On insiste lourdement sur ce soi-disant
" röstigraben " au lieu d'essayer de le combler
en s'efforçant de mieux se connaître, de mieux
se comprendre. Plutôt que de considérer que c'est
une richesse pour la Suisse de posséder quatre cultures,
quatre langues, on parle volontiers de l'inconvénient
que représentent ces différences, ce morcellement.
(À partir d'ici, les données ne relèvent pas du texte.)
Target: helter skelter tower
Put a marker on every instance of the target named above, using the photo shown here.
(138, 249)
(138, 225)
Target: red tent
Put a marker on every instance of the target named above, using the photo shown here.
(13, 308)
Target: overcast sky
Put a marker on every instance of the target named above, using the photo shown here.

Et l'on a tendance à se replier sur la région
linguistique à laquelle on appartient.
D'ailleurs, cette attitude est plus
répandue chez nous, en Suisse romande, qu'en Suisse
alémanique. Il est intéressant de noter que,
chaque automne, arrivent à Genève et Lausanne
quelque cinq cents jeunes Alémaniques de seize à
dix-huit ans qui, pendant une année, partageront leur
temps entre des familles d'accueil et deux écoles privées
où ils compléteront leur scolarité et
apprendront le français.
Combien de jeunes Romands auraient
envie d'en faire autant ?
Mon passeport actuel porte la mention
" originaire de Lancy, Genève ", mais je
regarde volontiers l'ancien, celui de ma jeunesse, où
figurait le nom de Schattdorf, ce hameau uranais que mon grand-père
avait quitté à dix-neuf ans, chassé par
la misère, pour aller chercher du travail dans le canton
de Glaris où existait une industrie textile florissante.
Et je suis heureuse de cette double
appartenance, qui me semble maintenant avoir été
déterminante pour ma vie et pour mes livres.